Funding and clinicaltrials.gov
The abstract provided does not report a funding source. A ClinicalTrials.gov registration number is not listed in the abstract, and this study appears to be an observational cross-sectional analysis rather than a registered interventional trial.
Conclusion
This JAMA Cardiology study provides an important message for contemporary ischemia care: in ANOCA, coronary dysfunction is commonly plural rather than singular, and that complexity matters clinically. Patients with more coexisting ANOCA endotypes had progressively worse angina, with each additional abnormality associated with a meaningful decrement in SAQ summary score. The findings support comprehensive coronary function testing as a tool not only for diagnosis but also for understanding why some patients remain highly symptomatic despite the absence of obstructive epicardial disease. The next step for the field is to determine whether identifying and treating this layered coronary physiology can produce sustained improvements in symptoms and outcomes.
References
1. Wong CCY, Pargaonkar VS, Dawson LP, Penumaka RR, Rehan R, Yong ASC, Ng MKC, Honda Y, Fearon WF, Schnittger I, Tremmel JA. Multiple Endotypes and Angina Burden in Patients With Nonobstructive Coronary Arteries. JAMA Cardiology. Published online May 27, 2026. PMID: 42201701.
2. Ford TJ, Stanley B, Good R, Rocchiccioli P, McEntegart M, Watkins S, Shaukat A, Lindsay M, Robertson K, Hood S, McGeoch R, McDade R, Spence MS, Ariti C, Sidik N, McCartney P, Corcoran D, Collison D, Rush C, Carrick D, Oldroyd KG, Berry C. Stratified Medical Therapy Using Invasive Coronary Function Testing in Angina: The CorMicA Trial. Journal of the American College of Cardiology. 2018;72(23 Pt A):2841-2855.

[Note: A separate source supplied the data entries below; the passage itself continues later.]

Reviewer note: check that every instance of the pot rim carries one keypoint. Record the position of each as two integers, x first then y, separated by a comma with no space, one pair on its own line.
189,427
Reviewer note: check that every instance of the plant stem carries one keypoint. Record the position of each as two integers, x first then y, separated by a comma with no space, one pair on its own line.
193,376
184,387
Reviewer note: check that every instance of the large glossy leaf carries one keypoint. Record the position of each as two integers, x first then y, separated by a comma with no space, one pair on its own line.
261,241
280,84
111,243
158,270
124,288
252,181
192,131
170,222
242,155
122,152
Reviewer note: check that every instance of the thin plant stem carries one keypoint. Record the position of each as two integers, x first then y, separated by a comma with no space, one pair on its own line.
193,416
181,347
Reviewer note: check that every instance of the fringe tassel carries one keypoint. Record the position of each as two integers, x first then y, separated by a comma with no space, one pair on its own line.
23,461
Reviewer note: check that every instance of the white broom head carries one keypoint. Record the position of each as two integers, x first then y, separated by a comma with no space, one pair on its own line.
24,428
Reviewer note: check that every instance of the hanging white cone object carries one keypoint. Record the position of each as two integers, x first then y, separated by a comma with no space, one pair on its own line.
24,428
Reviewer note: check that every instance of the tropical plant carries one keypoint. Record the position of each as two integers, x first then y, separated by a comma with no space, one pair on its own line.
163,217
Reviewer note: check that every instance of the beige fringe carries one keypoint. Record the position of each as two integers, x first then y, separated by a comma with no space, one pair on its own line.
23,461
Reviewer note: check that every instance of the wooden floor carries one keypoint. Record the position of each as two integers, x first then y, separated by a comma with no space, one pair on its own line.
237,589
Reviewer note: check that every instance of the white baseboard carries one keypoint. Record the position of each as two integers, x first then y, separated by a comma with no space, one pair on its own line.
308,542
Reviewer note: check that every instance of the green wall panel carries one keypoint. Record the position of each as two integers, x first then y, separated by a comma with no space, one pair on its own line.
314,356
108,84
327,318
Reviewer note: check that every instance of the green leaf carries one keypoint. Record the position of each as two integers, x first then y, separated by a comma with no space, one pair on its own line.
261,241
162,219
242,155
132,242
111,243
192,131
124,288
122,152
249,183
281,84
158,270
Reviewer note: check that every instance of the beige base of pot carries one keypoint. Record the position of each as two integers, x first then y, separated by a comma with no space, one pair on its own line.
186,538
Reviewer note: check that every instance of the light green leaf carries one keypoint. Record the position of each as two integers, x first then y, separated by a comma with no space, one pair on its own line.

3. Knuuti J, Wijns W, Saraste A, Capodanno D, Barbato E, Funck-Brentano C, et al. 2019 ESC Guidelines for the diagnosis and management of chronic coronary syndromes. European Heart Journal. 2020;41(3):407-477.
4. Kunadian V, Chieffo A, Camici PG, Berry C, Escaned J, Maas AHEM, et al. An EAPCI Expert Consensus Document on Ischaemia with Non-Obstructive Coronary Arteries in collaboration with European Society of Cardiology Working Group on Coronary Pathophysiology and Microcirculation endorsed by Coronary Vasomotor Disorders International Study Group. European Heart Journal. 2020;41(37):3504-3520.
5. Taqueti VR, Di Carli MF. Coronary Microvascular Disease Pathogenic Mechanisms and Therapeutic Options: JACC State-of-the-Art Review. Journal of the American College of Cardiology. 2018;72(21):2625-2641.